Android continues to gather momentum in the U.S., retaining its title as the most popular smartphone operating system in the third quarter of 2011, a new study from A.C. Nielsen found.
Google's mobile operating system accounts for 43 percent of U.S. smartphones, up from 39 percent in July, while Apple's iOS has remained steady since then at 28 percent. Even though Apple's OS share didn't increase or decrease, the Cupertino, Calif.-based company was still the top hardware manufacturer in the quarter, with its iPhones used by 28 percent of all smartphone customers.
Rounding out the pack was Research in Motion, the maker of BlackBerry, with 18 percent market share, and Microsoft Windows Mobile, which only made up about 7 percent.

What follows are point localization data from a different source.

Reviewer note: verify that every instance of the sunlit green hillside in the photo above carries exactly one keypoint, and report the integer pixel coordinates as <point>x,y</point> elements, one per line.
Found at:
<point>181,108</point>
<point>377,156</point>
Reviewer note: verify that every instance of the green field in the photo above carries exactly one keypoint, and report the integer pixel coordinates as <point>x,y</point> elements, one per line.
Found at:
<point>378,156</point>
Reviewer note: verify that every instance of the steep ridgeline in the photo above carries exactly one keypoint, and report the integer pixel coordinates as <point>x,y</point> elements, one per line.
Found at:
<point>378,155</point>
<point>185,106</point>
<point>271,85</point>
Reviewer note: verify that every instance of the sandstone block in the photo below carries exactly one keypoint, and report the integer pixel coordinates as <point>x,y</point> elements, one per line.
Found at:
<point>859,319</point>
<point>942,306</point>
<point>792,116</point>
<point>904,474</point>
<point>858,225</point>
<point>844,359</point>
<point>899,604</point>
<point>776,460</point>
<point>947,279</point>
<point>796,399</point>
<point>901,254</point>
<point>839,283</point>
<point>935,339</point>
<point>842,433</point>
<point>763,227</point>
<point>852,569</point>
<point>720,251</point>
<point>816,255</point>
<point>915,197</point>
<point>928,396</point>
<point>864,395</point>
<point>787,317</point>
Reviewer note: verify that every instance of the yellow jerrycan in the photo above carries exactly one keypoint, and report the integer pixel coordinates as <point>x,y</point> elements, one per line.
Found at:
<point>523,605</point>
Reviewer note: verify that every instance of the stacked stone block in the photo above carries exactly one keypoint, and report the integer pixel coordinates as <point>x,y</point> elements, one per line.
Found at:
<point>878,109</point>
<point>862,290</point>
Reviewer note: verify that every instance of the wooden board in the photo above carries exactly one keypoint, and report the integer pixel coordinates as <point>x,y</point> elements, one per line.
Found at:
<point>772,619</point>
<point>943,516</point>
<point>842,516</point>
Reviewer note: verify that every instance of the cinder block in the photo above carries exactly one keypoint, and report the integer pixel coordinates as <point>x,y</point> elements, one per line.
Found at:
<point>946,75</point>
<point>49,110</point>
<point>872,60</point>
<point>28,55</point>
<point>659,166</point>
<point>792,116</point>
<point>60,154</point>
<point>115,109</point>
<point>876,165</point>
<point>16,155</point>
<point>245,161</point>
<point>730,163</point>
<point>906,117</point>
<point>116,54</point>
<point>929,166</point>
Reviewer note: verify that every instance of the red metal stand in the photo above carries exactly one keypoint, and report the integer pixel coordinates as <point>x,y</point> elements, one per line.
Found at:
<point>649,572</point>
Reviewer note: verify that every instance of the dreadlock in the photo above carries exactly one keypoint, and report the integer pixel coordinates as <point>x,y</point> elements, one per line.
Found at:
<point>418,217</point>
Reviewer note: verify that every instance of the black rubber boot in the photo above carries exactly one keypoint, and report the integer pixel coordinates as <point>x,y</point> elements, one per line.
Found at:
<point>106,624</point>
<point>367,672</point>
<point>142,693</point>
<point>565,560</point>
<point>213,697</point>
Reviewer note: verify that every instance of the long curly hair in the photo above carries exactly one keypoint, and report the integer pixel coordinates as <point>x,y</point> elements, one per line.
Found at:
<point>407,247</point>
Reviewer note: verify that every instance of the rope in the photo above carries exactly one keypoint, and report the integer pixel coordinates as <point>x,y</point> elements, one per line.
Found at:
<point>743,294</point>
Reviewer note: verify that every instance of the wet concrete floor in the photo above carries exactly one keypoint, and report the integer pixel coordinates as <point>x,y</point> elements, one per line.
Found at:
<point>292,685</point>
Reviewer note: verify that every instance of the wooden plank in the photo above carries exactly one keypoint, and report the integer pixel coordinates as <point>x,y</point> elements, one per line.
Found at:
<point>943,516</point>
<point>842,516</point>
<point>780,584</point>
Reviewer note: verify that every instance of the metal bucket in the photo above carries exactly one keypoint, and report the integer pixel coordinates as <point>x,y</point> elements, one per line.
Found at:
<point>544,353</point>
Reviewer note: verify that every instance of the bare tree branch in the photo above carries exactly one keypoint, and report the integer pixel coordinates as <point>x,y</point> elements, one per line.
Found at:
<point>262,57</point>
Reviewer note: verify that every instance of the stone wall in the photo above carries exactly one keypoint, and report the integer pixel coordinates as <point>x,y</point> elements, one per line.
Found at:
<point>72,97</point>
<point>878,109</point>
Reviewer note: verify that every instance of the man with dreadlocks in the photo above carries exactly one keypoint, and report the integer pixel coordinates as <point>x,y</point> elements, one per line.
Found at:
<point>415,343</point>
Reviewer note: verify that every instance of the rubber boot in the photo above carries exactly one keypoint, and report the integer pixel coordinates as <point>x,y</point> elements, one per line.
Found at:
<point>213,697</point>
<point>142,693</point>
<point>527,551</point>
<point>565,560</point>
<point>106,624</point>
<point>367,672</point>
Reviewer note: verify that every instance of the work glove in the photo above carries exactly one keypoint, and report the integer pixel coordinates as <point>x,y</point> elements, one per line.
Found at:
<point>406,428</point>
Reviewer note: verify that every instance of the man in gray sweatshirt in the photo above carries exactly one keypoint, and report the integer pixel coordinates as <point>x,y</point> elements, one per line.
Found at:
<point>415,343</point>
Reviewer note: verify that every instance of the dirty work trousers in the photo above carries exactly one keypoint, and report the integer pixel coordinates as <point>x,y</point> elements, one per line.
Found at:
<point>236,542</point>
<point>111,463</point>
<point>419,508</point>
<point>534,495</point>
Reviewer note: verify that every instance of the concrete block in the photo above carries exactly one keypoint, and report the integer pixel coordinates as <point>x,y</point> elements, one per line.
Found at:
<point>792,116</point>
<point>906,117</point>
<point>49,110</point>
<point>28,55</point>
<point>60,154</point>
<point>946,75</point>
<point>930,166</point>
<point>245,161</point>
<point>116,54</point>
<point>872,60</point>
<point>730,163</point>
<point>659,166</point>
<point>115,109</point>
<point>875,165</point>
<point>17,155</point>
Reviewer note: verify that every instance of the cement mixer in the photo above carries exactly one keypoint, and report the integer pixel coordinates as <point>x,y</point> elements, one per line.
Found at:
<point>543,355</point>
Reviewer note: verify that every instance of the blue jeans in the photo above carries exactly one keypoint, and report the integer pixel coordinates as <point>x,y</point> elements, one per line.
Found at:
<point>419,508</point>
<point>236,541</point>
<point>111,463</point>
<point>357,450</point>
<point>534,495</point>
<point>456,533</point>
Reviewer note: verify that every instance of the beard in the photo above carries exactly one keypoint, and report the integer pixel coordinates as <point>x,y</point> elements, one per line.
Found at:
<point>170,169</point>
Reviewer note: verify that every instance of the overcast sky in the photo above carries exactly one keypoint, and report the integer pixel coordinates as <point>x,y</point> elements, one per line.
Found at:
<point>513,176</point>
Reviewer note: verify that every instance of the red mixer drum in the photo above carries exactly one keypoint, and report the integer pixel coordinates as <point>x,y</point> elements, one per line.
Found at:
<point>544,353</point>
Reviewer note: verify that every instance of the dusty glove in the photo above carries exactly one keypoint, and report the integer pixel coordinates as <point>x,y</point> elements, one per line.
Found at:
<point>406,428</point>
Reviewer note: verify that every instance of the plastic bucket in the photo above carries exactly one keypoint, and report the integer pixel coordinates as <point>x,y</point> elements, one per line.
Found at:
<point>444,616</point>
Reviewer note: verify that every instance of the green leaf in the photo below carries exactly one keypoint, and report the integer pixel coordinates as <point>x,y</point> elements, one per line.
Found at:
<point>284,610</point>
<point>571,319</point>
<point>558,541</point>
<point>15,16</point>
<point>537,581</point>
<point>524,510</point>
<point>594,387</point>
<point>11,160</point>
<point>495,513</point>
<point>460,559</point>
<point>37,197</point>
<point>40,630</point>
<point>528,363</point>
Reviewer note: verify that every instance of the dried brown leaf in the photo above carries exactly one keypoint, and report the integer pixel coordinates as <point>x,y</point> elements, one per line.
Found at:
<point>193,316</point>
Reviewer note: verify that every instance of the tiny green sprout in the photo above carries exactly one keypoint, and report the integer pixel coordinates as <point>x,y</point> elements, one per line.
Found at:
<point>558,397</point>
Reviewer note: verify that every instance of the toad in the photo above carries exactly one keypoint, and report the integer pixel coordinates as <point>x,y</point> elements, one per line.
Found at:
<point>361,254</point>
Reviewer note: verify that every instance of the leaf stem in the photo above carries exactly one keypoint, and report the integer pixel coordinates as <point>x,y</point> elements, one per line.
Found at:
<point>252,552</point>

Both companies' figures were down from July, when RIM's OS accounted for 20 percent of the smartphone market and Windows 7 accounted for 9 percent. Microsoft hopes to turn it around next year when its partnership with Nokia finally bears fruit in the form of five new smartphones.
Nielsen also reported while 43 percent of U.S. mobile subscribers own a smartphone, the vast majority of smartphone users are under 44. Nielsen reports 62 percent of adults between 25 and 34 use smartphones, while the 18-24 and the 35-44 age brackets are similarly hover around 54 percent penetration.
While the third quarter results are interesting, the real test will come in the fourth quarter as the smartphone makers battle it out in the holiday sales. Apple will sell customers the iPhone 4S, while Google-based Android will be pushing several smartphones from Samsung, like the Galaxy S II, as well as Motorola's Droid Razr. Unfortunately for U.S. users hoping to snatch up a Nokia Lumia 800, Nokia's Windows 7-based phones will only be available in Europe in time for the holiday season. Microsoft and Nokia will release their smartphones in the U.S. in early 2012.